For those who missed it, here’s a report from The New York Times

 

Supreme Court Strikes Down Race-Based Admissions at Harvard and U.N.C.

 

In disavowing race as a factor in achieving educational diversity, the court all but ensured that the student population at the campuses of elite institutions will become whiter and more Asian and less Black and Latino.

 

By Adam Liptak

 

The decision is likely to reshape college admissions at elite schools. Here’s what to know.

 

Race-conscious admissions programs at Harvard and the University of North Carolina are unconstitutional, the Supreme Court ruled on Thursday, the latest decision by its conservative majority on a contentious issue of American life.

 

Chief Justice John G. Roberts Jr., writing for the 6-3 majority, said the two programs “unavoidably employ race in a negative manner” and “involve racial stereotyping,” in a manner that violates the Constitution.

 

However, he added, universities can consider how race has affected an applicant’s life. Students, he wrote, “must be treated based on his or her experiences as an individual — not on the basis of race.”

 

Justice Sonia Sotomayor summarized her dissent from the bench — a rare move that signals profound disagreement.
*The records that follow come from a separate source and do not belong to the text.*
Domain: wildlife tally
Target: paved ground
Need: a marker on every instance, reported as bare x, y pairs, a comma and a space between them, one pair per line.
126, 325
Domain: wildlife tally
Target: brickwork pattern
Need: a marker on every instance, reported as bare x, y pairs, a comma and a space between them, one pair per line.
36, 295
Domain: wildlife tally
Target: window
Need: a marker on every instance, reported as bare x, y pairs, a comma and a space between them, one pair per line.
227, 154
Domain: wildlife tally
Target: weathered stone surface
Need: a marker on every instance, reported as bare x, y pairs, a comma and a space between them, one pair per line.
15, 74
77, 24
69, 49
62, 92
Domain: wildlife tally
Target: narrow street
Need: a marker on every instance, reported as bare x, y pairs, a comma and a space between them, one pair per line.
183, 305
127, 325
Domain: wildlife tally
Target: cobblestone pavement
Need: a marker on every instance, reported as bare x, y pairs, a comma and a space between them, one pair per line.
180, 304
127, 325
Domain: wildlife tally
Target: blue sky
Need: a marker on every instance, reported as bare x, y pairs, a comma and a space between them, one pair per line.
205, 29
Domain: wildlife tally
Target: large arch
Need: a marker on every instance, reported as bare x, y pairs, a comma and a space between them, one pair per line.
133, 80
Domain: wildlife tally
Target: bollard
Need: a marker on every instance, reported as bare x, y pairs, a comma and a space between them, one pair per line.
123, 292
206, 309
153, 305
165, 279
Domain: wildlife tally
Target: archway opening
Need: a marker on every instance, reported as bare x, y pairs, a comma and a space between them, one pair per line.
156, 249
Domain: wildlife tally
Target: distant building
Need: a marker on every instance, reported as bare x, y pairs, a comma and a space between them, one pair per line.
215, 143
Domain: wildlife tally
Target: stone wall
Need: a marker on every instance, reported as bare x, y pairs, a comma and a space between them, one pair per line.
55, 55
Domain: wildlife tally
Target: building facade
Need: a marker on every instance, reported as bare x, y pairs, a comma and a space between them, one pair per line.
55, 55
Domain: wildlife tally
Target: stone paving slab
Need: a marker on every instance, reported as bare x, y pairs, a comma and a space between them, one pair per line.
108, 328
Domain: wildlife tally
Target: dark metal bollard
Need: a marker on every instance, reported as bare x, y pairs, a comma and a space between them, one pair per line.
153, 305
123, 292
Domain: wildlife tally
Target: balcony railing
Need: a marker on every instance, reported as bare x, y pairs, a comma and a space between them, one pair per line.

The court, she said, was “further entrenching racial inequality in education, the very foundation of our democratic government and pluralistic society.”

 

The decision could have far-reaching effects, and not just at the colleges and universities across the country that are expected to revisit their admissions practices. The decision could prompt employers to rethink how they consider race in hiring and it could potentially narrow the pipeline of highly credentialed minority candidates entering the work force.

 

Here’s what to know:

 

• The opinions in the case — including concurring opinions from Justices Clarence Thomas, Neil Gorsuch and Brett M. Kavanaugh and another dissenting opinion from Justice Ketanji Brown Jackson — total 237 pages. (Justice Jackson recused herself from the Harvard case because she had been on the university’s board of overseers.)

 

• The two cases were brought by Students for Fair Admissions, a group founded by Edward Blum, a legal activist who has organized many lawsuits challenging race-conscious admissions policies and voting rights laws, several of which have reached the Supreme Court.

 

• In the North Carolina case, the plaintiffs said that the university discriminated against white and Asian applicants by giving preference to Black, Hispanic and Native American ones. The case against Harvard has an additional element, accusing the university of discriminating against Asian American students by using a subjective standard to gauge traits like likability, courage and kindness, and by effectively creating a ceiling for them in admissions. The universities both won in federal trial courts, and the decision in Harvard’s favor was affirmed by a federal appeals court.

 

• The 6-3 decision on Thursday reflects the country’s division over affirmative action, which breaks along racial and political lines.

 

• In 2016, the Supreme Court upheld an admissions program at the University of Texas at Austin, holding that officials there could continue to consider race as a factor in ensuring a diverse student body.